Rhode Island already prohibits insurers from refusing to cover people with pre­existing conditions and also curbs variation in rates, Roberts said. But though the cost of plans available for purchase by individuals is high in Rhode Island, Roberts argued that this is mostly the result of the same factors driving up prices nationwide.

“So a state-level mandate would not be my first step,” she said. “I would first see how successful we could be without it.”

Roberts said the law’s main benefit to Rhode Island will come from other provisions, such as the federal subsidies to help moderate-income workers buy plans, and the extra federal dollars to extend Medicaid to more low-income people.

Of course, those federal funds would disappear if the court were to overturn the law in its entirety.

“That’s what I call the nuclear option. I don’t even want to think about it,” said Ed Hernandez (D), who chairs the California state Senate’s Committee on Health.

“We might still want to move forward with our exchange. But the problem is without the federal subsidies, we’re going to have a much more difficult time providing health care for our most vulnerable populations.”

Peter Lee, executive director of California’s exchange, echoed that concern — pointing to a failed attempt by the state to create an exchange-like insurance pool for small businesses in 1992 without the subsidies for low-income consumers or market regulations in the federal health-care law.

By 2006, “it ended up falling apart,” said Lee, who was the pool’s final chief executive. “Exchanges must have those components to be game-changers.”

Loss of federal money

Also gone would be the federal funding the law provides to help states set up the exchanges, including money for technological systems to handle enrollment, and staff to vet insurance plans.
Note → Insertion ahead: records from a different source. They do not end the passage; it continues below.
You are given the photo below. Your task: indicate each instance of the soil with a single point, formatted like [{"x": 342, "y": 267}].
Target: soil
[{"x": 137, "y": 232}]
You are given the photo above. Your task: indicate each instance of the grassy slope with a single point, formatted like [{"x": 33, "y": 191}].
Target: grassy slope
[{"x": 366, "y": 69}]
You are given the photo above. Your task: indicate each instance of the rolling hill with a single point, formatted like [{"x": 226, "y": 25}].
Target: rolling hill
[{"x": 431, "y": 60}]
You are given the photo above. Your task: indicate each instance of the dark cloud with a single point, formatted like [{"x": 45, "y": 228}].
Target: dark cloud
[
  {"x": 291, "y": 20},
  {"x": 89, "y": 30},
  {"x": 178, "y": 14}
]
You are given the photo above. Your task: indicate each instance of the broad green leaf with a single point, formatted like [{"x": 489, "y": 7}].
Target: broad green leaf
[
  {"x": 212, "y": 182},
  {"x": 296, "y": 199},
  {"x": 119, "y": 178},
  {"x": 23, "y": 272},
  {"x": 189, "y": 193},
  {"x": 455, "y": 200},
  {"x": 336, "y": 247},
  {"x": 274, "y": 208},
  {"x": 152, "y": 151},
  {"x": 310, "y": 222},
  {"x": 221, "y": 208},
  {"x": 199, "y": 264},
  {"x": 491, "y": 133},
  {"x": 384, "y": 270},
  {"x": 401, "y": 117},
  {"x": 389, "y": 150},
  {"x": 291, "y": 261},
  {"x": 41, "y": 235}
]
That could be a challenge for California — where the legislature has already adopted a law prohibiting the state from spending its own funds on the exchange and officials are grappling with a budget shortfall of at least $16.5 billion.

California has already received more than $41 million, but Lee said the state will probably need to apply for a final “level two” grant.

Maryland, which has been awarded more than $34 billion so far, will probably be submitting its application for level two funding by the end of next month. Could the state afford to proceed without that money?

“That’s not a question we can answer,” Sharfstein said. “We’d have to look at everything.”

By contrast, Rhode Island is one of two states — along with Washington — that have already received a level two grant, for a grand total of about $65 million, not including a $35.6 million “early innovator” grant it is sharing with four other states.

Roberts said she assumes that even if the law were overturned, states would not be required to give the funding back.

“We already have the resources to build our exchange, so we will go ahead and do that for our citizens,” she said.

While the loss of federal subsidies to help people buy insurance would be a “big problem,” Roberts said, “I still see a real value of the exchange for small businesses.”

“For them, a lot of this is about opening up options in the market, pushing insurers for innovative products such as a young-adult plan, and an exchange can do that even without the subsidies. . . . We’re saying to insurers, we’re going to set some standards and we’re looking for innovation in these areas, and if you want to sell insurance through us, here are the rules of the game.”